Afetin ardından yapılan arama kurtarma çalışmalarında enkazda kalanların bulunmasının sancılı olduğuna dikkati çeken Yılmaz, “En ufak tırnak kazısı bile bir canlının, bir insanın kurtarılması için çok önemli. Biz de her insanın kolayca yanında taşıyabileceği bir düdük tasarladık ve 3-D makinelerde bastık. ‘Burada insanlara verimli olabilecek bir şey yapmalıyız.’ dedik. Paket servisin içerisinde, hazırladığımız 3-D düdükleri ve teşekkür kartını ilettik.” ifadelerini kullandı.

Bu düdüklerin, çevredeki işletmelerin de dikkatini çektiğini anlatan Yılmaz, böylece farkındalık oluşturduklarını kaydetti.

Yılmaz, “Bununla birlikte elektronik ticaret ve paket servis işi yapan işletmeler, ‘Biz de böyle bir şey yapmak istiyoruz. Bu düdükleri nereden temin edebiliriz?’ diye geri dönüş sağladılar.

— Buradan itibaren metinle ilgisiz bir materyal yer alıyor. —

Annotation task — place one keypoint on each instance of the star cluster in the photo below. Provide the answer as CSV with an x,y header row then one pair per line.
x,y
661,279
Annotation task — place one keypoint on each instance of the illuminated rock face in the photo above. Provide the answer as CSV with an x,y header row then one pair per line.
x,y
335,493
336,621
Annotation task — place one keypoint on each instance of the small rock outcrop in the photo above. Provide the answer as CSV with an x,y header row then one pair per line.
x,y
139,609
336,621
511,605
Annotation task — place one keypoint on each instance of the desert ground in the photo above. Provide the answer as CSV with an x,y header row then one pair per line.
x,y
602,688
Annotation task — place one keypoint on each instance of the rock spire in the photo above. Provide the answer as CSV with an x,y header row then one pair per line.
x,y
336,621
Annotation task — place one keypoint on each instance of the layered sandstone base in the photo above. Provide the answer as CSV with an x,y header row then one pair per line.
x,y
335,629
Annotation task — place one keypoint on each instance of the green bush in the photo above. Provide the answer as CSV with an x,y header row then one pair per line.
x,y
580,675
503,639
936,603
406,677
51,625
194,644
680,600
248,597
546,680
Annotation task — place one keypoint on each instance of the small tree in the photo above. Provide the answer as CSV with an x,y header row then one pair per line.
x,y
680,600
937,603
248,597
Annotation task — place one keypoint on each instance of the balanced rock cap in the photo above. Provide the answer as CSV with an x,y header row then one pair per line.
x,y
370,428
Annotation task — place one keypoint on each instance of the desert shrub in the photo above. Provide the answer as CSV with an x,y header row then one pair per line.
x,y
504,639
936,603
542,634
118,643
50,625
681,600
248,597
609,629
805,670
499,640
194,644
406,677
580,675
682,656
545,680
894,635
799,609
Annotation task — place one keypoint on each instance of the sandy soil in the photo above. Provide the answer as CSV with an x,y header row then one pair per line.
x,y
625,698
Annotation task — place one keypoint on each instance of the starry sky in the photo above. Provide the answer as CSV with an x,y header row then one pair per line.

Bu talepte bulunan işletmelere de destek veriyoruz.” dedi.

Türkiye’nin bir deprem bölgesi olduğunun altını çizen Yılmaz, Türkiye’de çok rahat yapılabilecek bu projenin afetlere göre de değerlendirilebileceğini anlattı.

Dede Fahrettin Ayvacı ise “Çok güzel oldu bu düdük davası. Ben memnunum, torunlarım şahane. Deprem için çanta hazırlıyoruz. Bu düdüğün o çantanın içinde durması lazım. Torunlarımı tebrik ediyorum.” diye konuştu.